HP TouchPad, HP’s webOS wonder has failed to make a mark on the market. In spite of the webOS “potential”, quick updates that fix the initial issues on HP TouchPad, multiple discounts, and even a $100 price cut, HP TouchPad sales are low, low, low. This information comes from AllThingsD, a reliable blog run by The Wall Street Journal.
As reported on AllThingsD, a Best Buy insider informs them that the top US retailer had ordered 270,000 HP TouchPad units thinking they would sell like hot cakes. Till now, post discounts and coupons, Best Buy has only managed to sell 25,000 TouchPads. That’s less than 10% of the stock. Another person with access to Best Buy’s HP sales numbers calls this figure “charitable” as it does not account for units customers brought back to store for refunds.
Apparently Best Buy is very disappointed with HP’s product and is unwilling to pay for the HP TouchPad units sitting at their stores, consuming expensive space. They have asked HP to take the units back but HP is asking the retailer to have patience. There’s news that a senior HP executive, possibly executive VP Todd Bradley, may come down to Minneapolis to discuss the matter with Best Buy executives.

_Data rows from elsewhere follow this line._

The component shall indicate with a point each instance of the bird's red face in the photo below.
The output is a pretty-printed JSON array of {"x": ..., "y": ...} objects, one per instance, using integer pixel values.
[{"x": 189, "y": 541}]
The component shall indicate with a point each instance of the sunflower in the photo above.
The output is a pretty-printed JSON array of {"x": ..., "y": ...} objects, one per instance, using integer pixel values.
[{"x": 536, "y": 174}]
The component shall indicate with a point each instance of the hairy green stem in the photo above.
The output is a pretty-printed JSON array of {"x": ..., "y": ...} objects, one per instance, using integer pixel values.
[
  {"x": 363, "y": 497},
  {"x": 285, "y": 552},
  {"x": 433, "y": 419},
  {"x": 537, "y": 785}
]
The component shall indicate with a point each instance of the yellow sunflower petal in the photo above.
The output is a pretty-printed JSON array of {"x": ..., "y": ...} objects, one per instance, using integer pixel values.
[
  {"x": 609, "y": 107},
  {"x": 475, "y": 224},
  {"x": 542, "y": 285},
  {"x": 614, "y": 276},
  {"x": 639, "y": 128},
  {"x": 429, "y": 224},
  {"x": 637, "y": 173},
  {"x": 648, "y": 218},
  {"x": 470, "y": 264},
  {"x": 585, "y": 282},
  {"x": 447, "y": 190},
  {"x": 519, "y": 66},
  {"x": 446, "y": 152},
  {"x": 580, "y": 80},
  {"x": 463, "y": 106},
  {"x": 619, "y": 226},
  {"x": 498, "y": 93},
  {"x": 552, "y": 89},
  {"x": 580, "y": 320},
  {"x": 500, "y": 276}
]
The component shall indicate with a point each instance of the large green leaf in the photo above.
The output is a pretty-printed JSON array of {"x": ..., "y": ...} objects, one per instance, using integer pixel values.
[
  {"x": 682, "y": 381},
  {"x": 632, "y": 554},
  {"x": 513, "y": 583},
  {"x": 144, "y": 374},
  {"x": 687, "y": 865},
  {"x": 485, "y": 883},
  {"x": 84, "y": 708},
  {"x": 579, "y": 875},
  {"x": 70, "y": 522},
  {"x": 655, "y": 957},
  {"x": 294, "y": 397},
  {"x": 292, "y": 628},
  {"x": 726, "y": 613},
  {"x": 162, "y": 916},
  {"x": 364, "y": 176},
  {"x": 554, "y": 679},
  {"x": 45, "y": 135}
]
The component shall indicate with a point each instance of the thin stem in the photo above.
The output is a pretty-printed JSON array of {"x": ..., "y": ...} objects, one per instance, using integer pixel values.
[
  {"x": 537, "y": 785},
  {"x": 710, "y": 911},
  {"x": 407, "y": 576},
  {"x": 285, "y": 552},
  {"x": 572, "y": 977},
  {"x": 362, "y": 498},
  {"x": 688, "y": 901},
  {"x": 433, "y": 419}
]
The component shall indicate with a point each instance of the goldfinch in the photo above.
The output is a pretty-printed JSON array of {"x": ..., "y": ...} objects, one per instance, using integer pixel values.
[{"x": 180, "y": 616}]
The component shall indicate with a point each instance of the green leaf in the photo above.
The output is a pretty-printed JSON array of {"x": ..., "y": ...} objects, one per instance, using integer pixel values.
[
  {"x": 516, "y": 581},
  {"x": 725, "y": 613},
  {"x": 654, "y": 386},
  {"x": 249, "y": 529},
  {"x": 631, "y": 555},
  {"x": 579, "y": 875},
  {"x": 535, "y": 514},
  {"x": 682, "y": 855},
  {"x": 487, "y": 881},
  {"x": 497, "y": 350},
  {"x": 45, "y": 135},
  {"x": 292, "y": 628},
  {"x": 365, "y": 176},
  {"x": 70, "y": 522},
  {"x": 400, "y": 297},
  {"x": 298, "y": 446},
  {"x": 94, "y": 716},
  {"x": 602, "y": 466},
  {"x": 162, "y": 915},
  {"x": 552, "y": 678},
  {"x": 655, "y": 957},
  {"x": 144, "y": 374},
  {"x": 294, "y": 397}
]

Other retailers aren’t doing any better with HP TouchPad either. Even after a $120 discount on the tablet at Woots, only 612 units were sold. Walmart, Fry’s and Micro Center aren’t seeing a lot of movement either. Analyst Rich Doherty, head of the Envisioneering Group says that HP’s “wildcat pricing moves” on the TouchPad are prompting consumers to hold on for what happens in the next few months. They’re clearly expecting the price to fall further and it may well happen as things stand.
Will HP’s webOS licensing plans make things any better for HP? Maybe. But as far as the HP TouchPad goes, customers don’t want an OS that will become remarkable down the line; they want software that is awesome right now.
Wait for the holiday season. Lots of tablets will be toeing the $300 line, if only for retailers to offload slow moving inventory.